Dalam kurun itu pula dia tak bisa tidur nyenyak. Peristiwa tergeletaknya seorang korban terkena peluru dari senjata di tangannya selalu terasa lekat di pelupuk matanya. Masih terngiang suara perempuan kasir bank itu mengaduh. Memegangi lubang di dadanya yang terkoyak peluru. Darah segar mulai menyimbah badannya yang hanya bergerak-gerak pelan. Dan sejak tragedi itu pula Raekan berpindah-pindah tempat. Menyelamatkan diri dari kejaran polisi. Seorang dari tiga kawannya telah ditangkap.

Bayangan perempuan muda—diberitakan koran tewas—itu, seakan mengikuti kemana pun kakinya melangkah. Suara rintih kesakitan meregang ajal, bak irama menyesakan pengantar tidur. Menelisik dinding mimpi di setiap beranjak terlelap tidur. Tragedi berdarah itu mengejarnya tanpa jeda hingga pria perlente itu meminta singgah mondok di pesantren At Taubat, di Desa Maindu, Kecamatan Montong, Kabupaten Tuban, Jawa Timur.

“Saya sudah kapok, Kiai,” rengek pemuda asal Semarang itu terbata. Mata tajamnya kabur oleh sembab air mata penyesalan.
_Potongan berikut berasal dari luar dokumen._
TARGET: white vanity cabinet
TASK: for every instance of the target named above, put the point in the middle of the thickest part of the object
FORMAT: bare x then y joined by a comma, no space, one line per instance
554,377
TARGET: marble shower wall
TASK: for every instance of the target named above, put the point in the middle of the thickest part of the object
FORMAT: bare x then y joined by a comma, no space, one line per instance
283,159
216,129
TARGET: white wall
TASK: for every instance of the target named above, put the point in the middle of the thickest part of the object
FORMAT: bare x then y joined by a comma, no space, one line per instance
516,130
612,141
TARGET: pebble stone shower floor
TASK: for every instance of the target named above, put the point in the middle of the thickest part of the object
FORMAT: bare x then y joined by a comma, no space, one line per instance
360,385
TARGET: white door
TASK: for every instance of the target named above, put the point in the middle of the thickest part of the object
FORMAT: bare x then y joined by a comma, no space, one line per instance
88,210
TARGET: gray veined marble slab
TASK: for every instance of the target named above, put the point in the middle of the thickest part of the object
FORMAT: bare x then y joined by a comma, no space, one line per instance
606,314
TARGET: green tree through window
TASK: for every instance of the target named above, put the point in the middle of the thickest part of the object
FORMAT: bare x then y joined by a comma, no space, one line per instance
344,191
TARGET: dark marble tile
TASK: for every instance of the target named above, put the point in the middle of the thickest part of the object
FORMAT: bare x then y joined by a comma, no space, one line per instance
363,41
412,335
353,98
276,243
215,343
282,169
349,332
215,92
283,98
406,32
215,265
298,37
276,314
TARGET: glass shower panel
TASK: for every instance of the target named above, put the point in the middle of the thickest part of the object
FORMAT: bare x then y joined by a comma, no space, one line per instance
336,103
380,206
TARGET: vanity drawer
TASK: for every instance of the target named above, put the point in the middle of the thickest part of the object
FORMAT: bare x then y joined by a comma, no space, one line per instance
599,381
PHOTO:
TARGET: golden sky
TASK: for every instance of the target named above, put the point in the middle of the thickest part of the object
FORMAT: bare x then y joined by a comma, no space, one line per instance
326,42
Tak sepatah kata pun ke luar dari mulut Kiai Kasdikin, disaat menyimak kisah perjalanan Raekan. Matanya tajam memandangi pria di depannya. Lelaki yang loyo bagai anak kecil memohon belas kasihan ibunya. Selalu menunduk sambil meremas ujung taplak meja.

“Pulanglah, jika masih punya orangtua mintalah pengampunan mereka. Assalamualaikum,” jawab Kiai Kasdikin seraya berdiri meninggalkan Raekan. Lelaki gaek itu tak menoleh, langsung masuk ruang pribadinya.
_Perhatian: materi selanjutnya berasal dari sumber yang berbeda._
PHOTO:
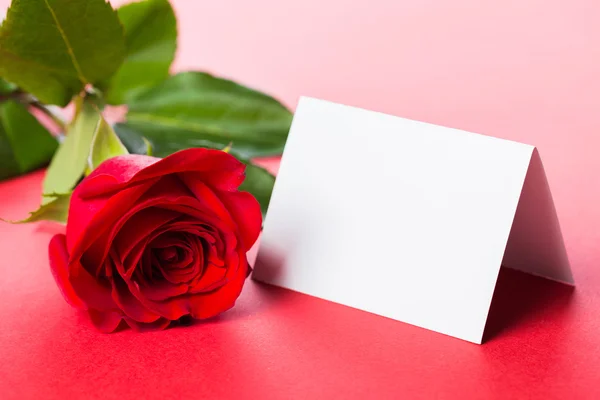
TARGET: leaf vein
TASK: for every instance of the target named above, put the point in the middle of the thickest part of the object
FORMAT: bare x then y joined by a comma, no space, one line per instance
67,44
Seorang santri tergopoh ke luar dari ruang dalam. Ia segera mengantar Raekan meninggalkan rumah kiainya. Raekan tak bisa menolak. Hasrat untuk sembunyi di pondok di tengah hutan itu pupus, karena sang kiai tak menghendaki kehadirannya. Entah apa sebabnya. Padahal sesuai referensi salah satu kawannya, pesantren itu biasanya menampung orang dari manapun, tanpa melihat latar belakang. Ini sudah di luar kebiasaan dari kiai yang sejak lima tahun terakhir jarang ke luar meninggalkan desa itu.
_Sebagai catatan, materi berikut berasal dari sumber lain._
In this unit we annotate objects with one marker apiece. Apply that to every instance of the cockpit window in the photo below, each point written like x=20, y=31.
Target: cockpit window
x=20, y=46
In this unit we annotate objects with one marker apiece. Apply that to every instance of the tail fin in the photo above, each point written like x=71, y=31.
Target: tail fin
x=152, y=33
Di dalam ruang pribadinya, Kiai Kasdikin duduk bersila. Seronce tasbih dia keluarkan dari saku bajunya. Mulutnya komat-kamit melafal wirid. Tubuhnya berguncang menahan emosi yang berat.

“Yaa Robbi, masih kurang kaffah-kah aku menghamba pada-Mu hingga kau kirim orang menyayat luka lama,” gumam Kiai Kasdikin. “Kenapa tidak kau beri kesempatan aku menghadapmu, Gusti,” tambahnya, berlinang air mata. Lelaki ringkih itu pasrah dan sumeleh pada garis hidup yang dilakoninya.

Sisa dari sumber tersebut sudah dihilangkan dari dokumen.